3) The market expectation management mechanism has undergone fundamental changes

Such upheavals trigger nonlinear adjustments in asset prices, forming three major market characteristics:

- Adjustment amplitude shows overshoot characteristics

- Risk transmission shows cross-market linkage

- Valuation repair shows structural differentiation

IV. Specific performance of the cryptocurrency market

As an "extreme stress testing ground" for the bubble economy, the digital asset market presents:

1) Delay in liquidation phenomenon: #FTX /$LUNA events that should have completed market clearing were delayed by VC liquidity intervention

2) Reconstruction of the valuation system: The severe fluctuations in cryptocurrency market value in Q1 2024 are essentially a reset of the market pricing mechanism

3) End of regulatory arbitrage: Acceleration of the global compliance process leads to the elimination of pseudo-innovation projects

V. Evolution path of adjustment cycles

The current market is in the process of "triple bubble extrusion":

1) Reduction of liquidity premium (2023-2024)

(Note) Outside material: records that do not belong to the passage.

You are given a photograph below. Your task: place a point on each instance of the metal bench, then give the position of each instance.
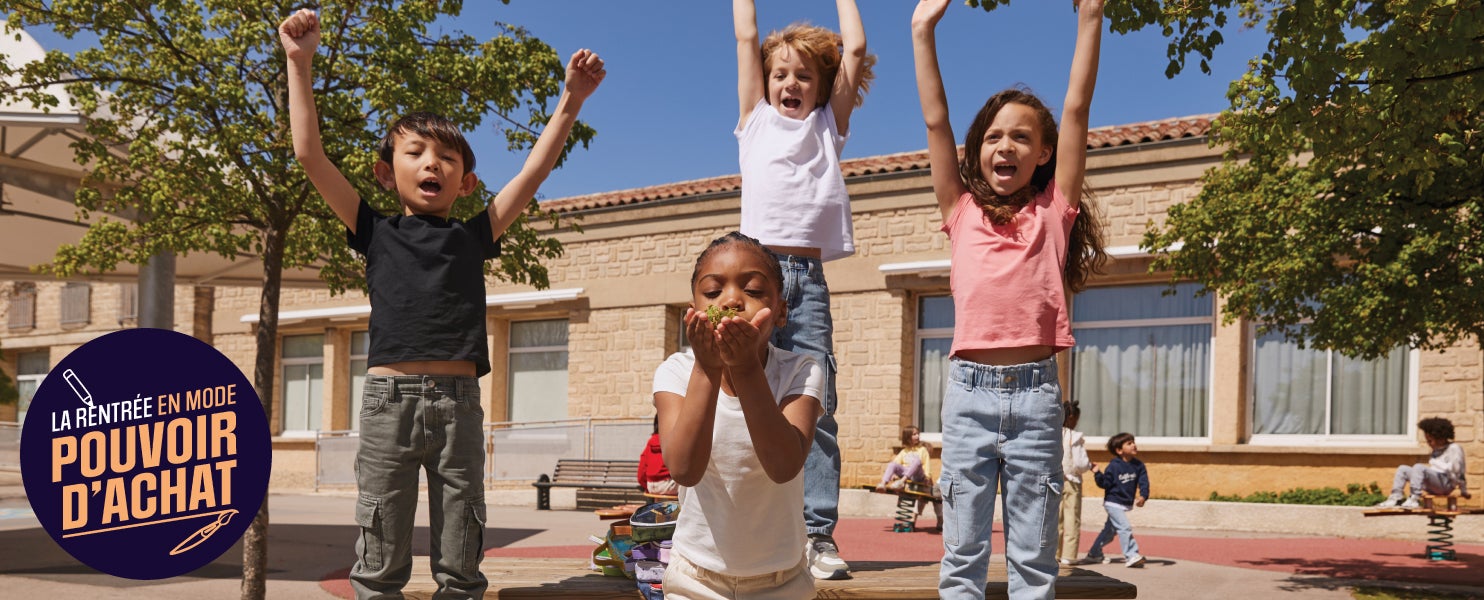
(616, 478)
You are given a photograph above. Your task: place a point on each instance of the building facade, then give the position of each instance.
(1216, 407)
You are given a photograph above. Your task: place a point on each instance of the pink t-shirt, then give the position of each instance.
(1008, 279)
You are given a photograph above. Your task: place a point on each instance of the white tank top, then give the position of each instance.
(793, 190)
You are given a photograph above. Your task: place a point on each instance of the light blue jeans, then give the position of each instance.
(809, 330)
(1000, 429)
(1116, 523)
(410, 424)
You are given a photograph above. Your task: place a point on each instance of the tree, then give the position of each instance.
(187, 126)
(1349, 208)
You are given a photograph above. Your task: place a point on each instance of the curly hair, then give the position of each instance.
(775, 268)
(822, 48)
(1437, 428)
(1087, 251)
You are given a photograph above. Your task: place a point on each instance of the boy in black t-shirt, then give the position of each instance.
(425, 274)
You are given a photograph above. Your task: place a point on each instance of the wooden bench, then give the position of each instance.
(600, 483)
(569, 578)
(1440, 522)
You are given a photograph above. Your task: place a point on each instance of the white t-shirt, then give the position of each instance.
(738, 522)
(793, 190)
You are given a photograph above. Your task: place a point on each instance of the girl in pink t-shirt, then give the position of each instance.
(1020, 239)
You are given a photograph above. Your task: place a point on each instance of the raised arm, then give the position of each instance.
(1072, 143)
(750, 58)
(943, 152)
(300, 37)
(583, 75)
(852, 61)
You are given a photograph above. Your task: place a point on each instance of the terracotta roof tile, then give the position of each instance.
(1109, 137)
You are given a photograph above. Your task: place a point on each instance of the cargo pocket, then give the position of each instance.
(1049, 508)
(472, 536)
(373, 542)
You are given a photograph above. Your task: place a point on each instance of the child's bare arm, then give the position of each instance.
(1072, 143)
(750, 60)
(300, 37)
(583, 75)
(943, 152)
(852, 64)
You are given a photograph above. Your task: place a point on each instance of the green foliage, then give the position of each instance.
(1349, 210)
(189, 125)
(1354, 495)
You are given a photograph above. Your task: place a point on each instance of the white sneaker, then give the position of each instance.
(824, 560)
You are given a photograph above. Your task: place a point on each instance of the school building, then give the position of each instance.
(1216, 407)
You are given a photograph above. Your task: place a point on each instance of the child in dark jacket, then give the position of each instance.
(1127, 484)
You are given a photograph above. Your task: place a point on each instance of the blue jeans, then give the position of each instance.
(1000, 429)
(1118, 523)
(809, 330)
(410, 424)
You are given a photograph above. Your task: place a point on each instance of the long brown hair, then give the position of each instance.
(1085, 248)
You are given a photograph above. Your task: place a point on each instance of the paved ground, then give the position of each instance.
(310, 548)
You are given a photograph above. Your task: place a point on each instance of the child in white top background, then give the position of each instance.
(1020, 239)
(736, 418)
(796, 94)
(1441, 474)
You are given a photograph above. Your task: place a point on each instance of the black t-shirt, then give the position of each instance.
(426, 281)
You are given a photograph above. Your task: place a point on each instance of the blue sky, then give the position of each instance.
(667, 110)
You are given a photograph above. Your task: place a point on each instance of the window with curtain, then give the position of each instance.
(1303, 391)
(303, 382)
(1143, 360)
(537, 388)
(359, 349)
(934, 345)
(30, 370)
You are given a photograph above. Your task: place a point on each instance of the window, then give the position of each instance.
(23, 306)
(30, 370)
(76, 303)
(934, 345)
(359, 349)
(1303, 391)
(537, 370)
(128, 303)
(1143, 360)
(303, 382)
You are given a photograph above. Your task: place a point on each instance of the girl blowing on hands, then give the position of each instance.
(1020, 239)
(736, 418)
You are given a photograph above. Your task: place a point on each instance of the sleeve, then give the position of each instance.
(483, 232)
(672, 376)
(367, 220)
(1143, 481)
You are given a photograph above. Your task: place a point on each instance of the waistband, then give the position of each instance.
(1015, 376)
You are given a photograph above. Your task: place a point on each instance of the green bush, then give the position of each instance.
(1354, 495)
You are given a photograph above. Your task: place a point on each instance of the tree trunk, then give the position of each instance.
(255, 541)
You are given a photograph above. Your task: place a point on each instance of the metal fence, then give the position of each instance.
(515, 452)
(9, 446)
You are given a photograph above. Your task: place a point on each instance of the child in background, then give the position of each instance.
(736, 416)
(1443, 473)
(1073, 464)
(653, 474)
(1021, 238)
(1127, 484)
(910, 464)
(425, 274)
(796, 94)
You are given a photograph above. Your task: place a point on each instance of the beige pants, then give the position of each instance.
(1070, 525)
(684, 581)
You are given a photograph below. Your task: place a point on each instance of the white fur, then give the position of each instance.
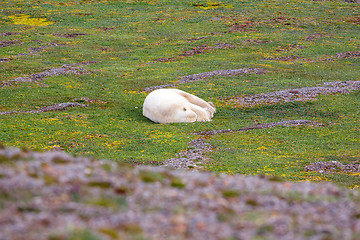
(173, 105)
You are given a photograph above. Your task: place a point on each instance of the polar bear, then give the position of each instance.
(174, 106)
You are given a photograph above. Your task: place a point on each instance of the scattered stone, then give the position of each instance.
(299, 94)
(55, 107)
(53, 195)
(192, 158)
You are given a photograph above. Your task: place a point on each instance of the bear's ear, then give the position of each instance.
(211, 104)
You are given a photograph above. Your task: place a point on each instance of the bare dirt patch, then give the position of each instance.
(55, 107)
(8, 43)
(334, 167)
(65, 69)
(195, 51)
(31, 51)
(205, 75)
(195, 156)
(70, 35)
(299, 94)
(53, 195)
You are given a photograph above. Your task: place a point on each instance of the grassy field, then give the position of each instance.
(116, 49)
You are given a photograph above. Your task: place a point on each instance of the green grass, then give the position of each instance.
(124, 38)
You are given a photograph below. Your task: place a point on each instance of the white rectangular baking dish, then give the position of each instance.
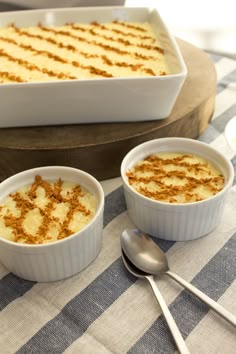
(92, 100)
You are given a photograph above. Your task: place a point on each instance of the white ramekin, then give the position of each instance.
(63, 258)
(176, 222)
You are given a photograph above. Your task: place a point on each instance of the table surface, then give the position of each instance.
(104, 310)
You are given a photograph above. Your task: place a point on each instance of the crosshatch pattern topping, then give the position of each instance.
(80, 51)
(46, 211)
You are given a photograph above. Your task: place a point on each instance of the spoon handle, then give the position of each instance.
(206, 299)
(181, 345)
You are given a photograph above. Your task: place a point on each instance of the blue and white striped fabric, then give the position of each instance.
(105, 310)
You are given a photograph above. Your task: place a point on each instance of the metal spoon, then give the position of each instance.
(166, 312)
(144, 253)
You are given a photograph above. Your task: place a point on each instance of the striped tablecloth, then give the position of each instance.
(105, 310)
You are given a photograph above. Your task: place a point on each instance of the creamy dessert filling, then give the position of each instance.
(176, 177)
(45, 211)
(80, 51)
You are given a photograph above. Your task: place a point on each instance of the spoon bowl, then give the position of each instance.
(148, 257)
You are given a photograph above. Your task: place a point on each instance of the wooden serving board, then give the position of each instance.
(99, 148)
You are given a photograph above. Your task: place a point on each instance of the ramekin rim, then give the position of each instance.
(76, 234)
(161, 203)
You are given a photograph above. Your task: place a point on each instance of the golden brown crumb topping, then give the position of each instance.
(78, 51)
(30, 206)
(176, 178)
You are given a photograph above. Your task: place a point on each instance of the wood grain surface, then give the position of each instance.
(99, 148)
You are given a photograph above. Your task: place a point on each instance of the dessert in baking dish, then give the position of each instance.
(46, 211)
(80, 51)
(176, 178)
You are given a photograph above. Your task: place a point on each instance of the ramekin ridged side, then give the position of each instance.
(176, 222)
(61, 259)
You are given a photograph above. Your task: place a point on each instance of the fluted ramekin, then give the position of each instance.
(176, 222)
(60, 259)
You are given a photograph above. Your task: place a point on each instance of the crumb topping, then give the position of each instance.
(77, 51)
(176, 178)
(45, 211)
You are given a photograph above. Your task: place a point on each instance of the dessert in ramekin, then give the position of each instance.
(177, 218)
(54, 221)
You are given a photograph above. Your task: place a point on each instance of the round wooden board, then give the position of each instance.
(99, 148)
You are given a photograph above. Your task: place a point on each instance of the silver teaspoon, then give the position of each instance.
(145, 254)
(180, 343)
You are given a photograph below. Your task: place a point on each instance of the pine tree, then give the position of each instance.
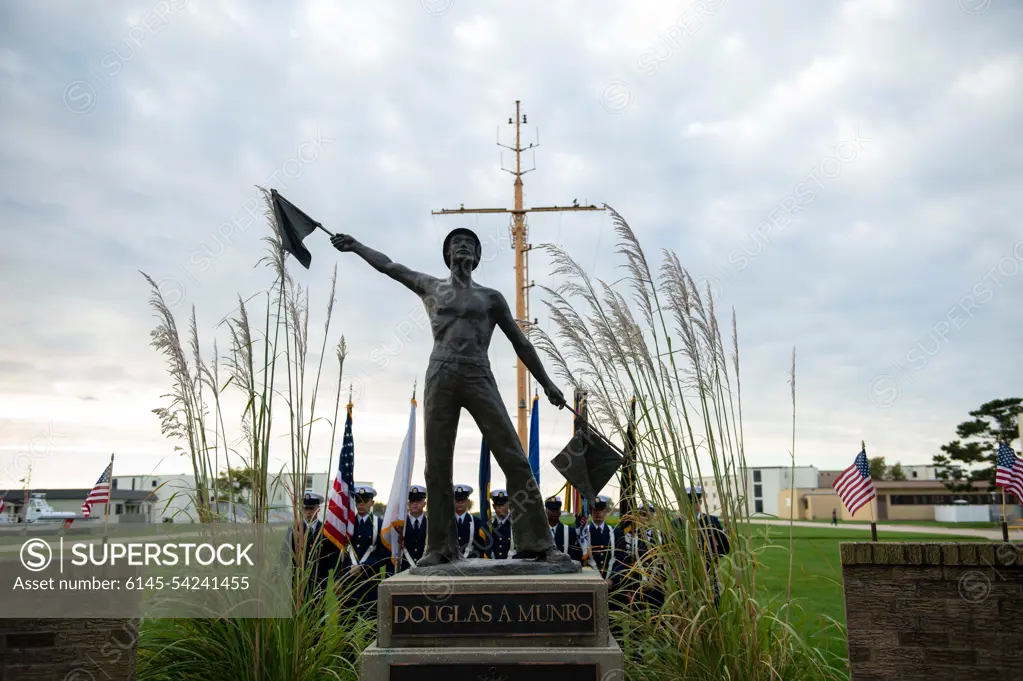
(972, 457)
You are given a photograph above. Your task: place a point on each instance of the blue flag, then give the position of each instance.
(534, 440)
(485, 482)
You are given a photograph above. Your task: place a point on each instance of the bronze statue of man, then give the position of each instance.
(462, 316)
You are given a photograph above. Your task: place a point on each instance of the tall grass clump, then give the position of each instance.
(660, 342)
(229, 412)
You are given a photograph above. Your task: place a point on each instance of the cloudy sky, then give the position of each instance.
(846, 175)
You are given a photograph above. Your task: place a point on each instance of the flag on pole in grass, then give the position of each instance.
(534, 439)
(293, 226)
(100, 493)
(1009, 471)
(397, 504)
(339, 524)
(854, 486)
(485, 481)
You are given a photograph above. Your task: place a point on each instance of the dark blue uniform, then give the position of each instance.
(500, 538)
(473, 538)
(415, 540)
(567, 541)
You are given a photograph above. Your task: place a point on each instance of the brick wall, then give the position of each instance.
(934, 611)
(68, 649)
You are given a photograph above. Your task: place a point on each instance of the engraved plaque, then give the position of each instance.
(523, 614)
(482, 672)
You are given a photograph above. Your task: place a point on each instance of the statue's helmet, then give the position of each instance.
(461, 231)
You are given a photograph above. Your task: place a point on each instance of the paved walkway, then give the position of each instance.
(1015, 534)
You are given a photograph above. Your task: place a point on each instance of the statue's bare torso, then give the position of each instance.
(462, 316)
(461, 319)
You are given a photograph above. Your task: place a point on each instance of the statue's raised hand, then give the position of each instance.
(556, 396)
(344, 242)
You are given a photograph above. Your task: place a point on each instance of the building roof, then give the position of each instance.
(17, 496)
(906, 485)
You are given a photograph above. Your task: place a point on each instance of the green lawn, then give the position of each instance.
(922, 524)
(816, 575)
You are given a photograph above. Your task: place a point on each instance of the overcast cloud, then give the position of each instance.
(846, 175)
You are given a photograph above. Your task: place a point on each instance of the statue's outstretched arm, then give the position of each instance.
(415, 281)
(524, 349)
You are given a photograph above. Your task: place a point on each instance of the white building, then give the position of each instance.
(920, 471)
(760, 488)
(126, 505)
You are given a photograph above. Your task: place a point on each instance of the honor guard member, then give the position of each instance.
(648, 575)
(368, 553)
(713, 539)
(472, 534)
(566, 537)
(313, 529)
(415, 528)
(501, 546)
(606, 545)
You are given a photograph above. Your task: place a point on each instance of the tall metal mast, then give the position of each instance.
(520, 233)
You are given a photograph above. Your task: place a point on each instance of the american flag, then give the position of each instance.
(1009, 472)
(854, 486)
(339, 525)
(100, 493)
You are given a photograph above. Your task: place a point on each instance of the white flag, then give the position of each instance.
(397, 505)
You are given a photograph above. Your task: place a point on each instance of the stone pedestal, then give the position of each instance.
(486, 628)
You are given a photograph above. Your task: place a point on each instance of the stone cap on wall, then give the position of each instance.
(931, 553)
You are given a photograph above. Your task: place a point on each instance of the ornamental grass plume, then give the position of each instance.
(658, 338)
(268, 373)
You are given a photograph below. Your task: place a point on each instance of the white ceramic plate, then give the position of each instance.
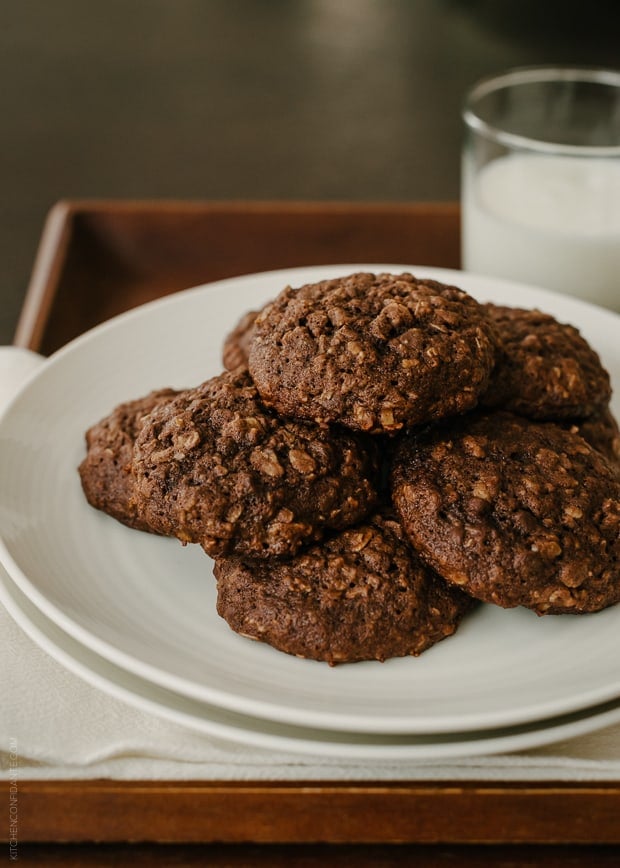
(147, 605)
(213, 721)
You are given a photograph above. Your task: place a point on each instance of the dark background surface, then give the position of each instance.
(253, 99)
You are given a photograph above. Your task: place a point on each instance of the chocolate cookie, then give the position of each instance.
(602, 432)
(374, 352)
(360, 595)
(546, 370)
(105, 472)
(236, 346)
(216, 467)
(514, 512)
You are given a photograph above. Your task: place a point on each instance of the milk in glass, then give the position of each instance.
(547, 220)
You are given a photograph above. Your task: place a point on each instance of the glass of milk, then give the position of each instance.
(541, 180)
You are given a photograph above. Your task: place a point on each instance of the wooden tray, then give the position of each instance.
(97, 259)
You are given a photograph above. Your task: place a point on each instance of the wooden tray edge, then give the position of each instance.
(310, 812)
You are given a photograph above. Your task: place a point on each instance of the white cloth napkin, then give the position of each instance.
(55, 725)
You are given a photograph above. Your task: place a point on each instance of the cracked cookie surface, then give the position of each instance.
(373, 352)
(217, 467)
(361, 594)
(546, 370)
(105, 472)
(514, 512)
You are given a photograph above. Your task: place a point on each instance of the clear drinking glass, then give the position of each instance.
(541, 180)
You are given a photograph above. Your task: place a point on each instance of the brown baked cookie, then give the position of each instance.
(601, 431)
(216, 467)
(236, 346)
(546, 370)
(374, 352)
(514, 512)
(362, 594)
(105, 472)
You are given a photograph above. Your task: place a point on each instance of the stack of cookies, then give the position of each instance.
(380, 452)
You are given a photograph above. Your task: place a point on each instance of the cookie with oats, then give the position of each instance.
(546, 369)
(105, 472)
(376, 353)
(514, 512)
(361, 594)
(216, 467)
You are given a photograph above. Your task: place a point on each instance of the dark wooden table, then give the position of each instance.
(355, 100)
(99, 258)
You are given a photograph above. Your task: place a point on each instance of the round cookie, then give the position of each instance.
(600, 431)
(374, 352)
(514, 512)
(105, 472)
(546, 370)
(360, 595)
(236, 346)
(218, 468)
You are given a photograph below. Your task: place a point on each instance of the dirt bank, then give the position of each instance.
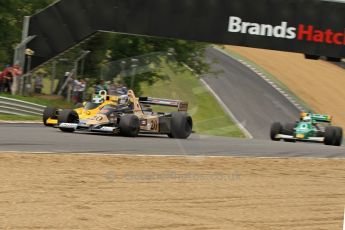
(121, 192)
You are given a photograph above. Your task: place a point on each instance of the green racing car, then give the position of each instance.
(311, 127)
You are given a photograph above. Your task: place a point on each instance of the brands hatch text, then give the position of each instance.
(303, 32)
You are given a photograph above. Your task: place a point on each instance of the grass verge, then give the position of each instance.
(19, 118)
(45, 100)
(208, 116)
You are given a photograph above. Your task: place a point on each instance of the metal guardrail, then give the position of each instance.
(10, 106)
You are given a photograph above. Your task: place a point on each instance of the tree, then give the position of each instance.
(12, 13)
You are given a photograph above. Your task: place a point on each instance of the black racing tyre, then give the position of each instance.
(338, 138)
(181, 125)
(79, 105)
(68, 116)
(330, 133)
(129, 125)
(289, 129)
(49, 112)
(276, 128)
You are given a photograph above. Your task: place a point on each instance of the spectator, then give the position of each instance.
(112, 89)
(16, 73)
(81, 90)
(99, 86)
(6, 78)
(38, 83)
(75, 90)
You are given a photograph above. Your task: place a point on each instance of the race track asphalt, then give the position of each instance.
(37, 138)
(254, 102)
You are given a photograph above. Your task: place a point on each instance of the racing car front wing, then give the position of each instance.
(290, 137)
(96, 128)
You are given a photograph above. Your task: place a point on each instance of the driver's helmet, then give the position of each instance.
(307, 117)
(123, 100)
(97, 99)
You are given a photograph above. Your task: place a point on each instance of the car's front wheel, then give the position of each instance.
(68, 116)
(129, 125)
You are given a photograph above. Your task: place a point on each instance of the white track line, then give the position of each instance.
(225, 108)
(171, 155)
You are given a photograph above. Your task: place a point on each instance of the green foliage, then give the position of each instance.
(107, 47)
(12, 13)
(208, 116)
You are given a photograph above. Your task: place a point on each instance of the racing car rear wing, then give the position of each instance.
(321, 118)
(181, 105)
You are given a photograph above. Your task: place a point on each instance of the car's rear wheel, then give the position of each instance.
(330, 134)
(68, 116)
(276, 128)
(49, 112)
(181, 125)
(338, 138)
(129, 125)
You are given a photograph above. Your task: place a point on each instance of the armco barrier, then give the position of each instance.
(19, 107)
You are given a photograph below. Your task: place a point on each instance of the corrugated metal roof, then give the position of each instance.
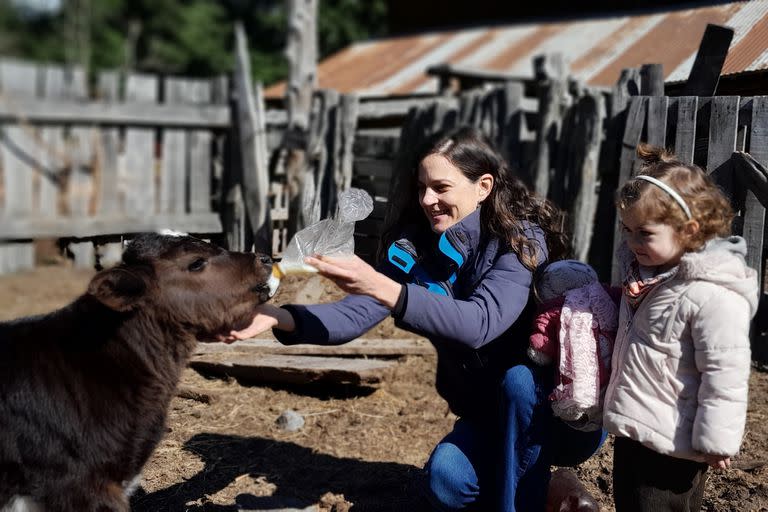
(597, 49)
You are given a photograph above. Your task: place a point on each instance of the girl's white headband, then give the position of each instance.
(669, 190)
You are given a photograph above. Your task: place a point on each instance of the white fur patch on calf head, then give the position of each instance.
(22, 504)
(171, 232)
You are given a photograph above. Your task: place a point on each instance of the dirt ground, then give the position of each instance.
(360, 449)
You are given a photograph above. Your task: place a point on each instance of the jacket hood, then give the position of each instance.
(721, 261)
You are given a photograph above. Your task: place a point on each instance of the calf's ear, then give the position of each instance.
(119, 288)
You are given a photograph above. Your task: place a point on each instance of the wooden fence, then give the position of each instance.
(138, 157)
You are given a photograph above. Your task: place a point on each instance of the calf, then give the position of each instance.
(84, 390)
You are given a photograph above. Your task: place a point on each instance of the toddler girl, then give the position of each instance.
(677, 396)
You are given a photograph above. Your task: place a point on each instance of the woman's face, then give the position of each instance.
(446, 195)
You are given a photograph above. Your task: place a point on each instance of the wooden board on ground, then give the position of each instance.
(358, 347)
(290, 369)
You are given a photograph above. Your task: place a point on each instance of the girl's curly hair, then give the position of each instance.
(709, 207)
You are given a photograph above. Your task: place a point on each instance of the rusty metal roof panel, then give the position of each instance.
(597, 49)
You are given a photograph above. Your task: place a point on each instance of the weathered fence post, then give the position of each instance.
(301, 51)
(550, 71)
(583, 180)
(81, 184)
(18, 145)
(251, 121)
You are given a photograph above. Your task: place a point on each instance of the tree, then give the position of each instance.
(186, 37)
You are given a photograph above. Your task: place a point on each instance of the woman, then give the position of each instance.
(458, 270)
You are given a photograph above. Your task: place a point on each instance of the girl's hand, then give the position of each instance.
(353, 275)
(267, 317)
(718, 461)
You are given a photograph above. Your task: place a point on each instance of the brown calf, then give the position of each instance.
(84, 390)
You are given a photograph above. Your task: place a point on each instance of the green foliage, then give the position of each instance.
(185, 37)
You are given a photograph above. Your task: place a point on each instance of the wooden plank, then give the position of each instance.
(174, 164)
(290, 369)
(657, 120)
(633, 130)
(53, 157)
(19, 228)
(373, 168)
(107, 169)
(708, 64)
(199, 145)
(137, 178)
(752, 174)
(381, 108)
(511, 121)
(591, 115)
(685, 134)
(652, 80)
(105, 113)
(376, 143)
(80, 185)
(358, 347)
(350, 105)
(20, 157)
(375, 187)
(252, 145)
(723, 127)
(759, 150)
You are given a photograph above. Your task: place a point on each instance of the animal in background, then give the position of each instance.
(84, 390)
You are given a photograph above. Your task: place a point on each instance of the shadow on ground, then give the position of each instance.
(301, 477)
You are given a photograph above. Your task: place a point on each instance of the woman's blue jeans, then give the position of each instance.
(509, 458)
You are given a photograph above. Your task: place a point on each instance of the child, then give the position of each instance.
(574, 329)
(677, 397)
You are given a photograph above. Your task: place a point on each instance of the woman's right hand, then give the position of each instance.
(267, 317)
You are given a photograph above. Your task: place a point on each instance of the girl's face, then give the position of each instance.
(446, 195)
(653, 244)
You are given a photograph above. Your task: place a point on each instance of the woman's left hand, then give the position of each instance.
(353, 275)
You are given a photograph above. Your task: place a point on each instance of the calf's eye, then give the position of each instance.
(197, 265)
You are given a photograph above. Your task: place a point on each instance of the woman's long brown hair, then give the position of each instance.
(504, 212)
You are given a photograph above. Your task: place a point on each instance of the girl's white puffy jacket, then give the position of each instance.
(680, 366)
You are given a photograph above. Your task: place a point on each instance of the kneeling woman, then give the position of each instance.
(458, 270)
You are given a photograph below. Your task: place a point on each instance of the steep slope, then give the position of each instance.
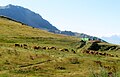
(26, 16)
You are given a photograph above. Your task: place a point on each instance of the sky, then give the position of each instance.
(93, 17)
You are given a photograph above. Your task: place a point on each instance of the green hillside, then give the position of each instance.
(30, 52)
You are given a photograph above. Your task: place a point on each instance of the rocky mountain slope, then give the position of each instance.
(31, 52)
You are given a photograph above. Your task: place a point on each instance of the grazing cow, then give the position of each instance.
(73, 51)
(64, 50)
(52, 48)
(99, 63)
(17, 45)
(24, 44)
(44, 48)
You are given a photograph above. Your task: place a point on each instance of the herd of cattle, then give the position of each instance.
(98, 53)
(44, 48)
(65, 50)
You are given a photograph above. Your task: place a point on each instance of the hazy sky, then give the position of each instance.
(93, 17)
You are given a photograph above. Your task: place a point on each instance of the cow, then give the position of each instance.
(17, 45)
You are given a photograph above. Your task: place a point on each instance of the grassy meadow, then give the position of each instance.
(30, 52)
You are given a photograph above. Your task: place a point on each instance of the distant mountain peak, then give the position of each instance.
(26, 16)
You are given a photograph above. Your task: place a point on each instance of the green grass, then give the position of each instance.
(28, 62)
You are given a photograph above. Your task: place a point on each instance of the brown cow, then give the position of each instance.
(17, 45)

2) Risk premium repricing (2024-2025)

3) Growth premium recalibration (2025-)

Complete market clearing requires experiencing:

- 12-18 months of market volatility release

- 2-3 rounds of liquidity stress testing

- Global coordination of regulatory frameworks

This round of adjustment is essentially a total liquidation of unconventional policies after the pandemic, with its intensity positively correlated with the distortion of previous policies. Although short-term pain is significant, a quick clearing is more beneficial compared to a long-term decline:

1) Improvement of resource allocation efficiency

2) Restoration of the market pricing mechanism

3) Rational return of innovation directions.

After 2025, we may welcome a new cyclical starting point truly based on fundamental pricing.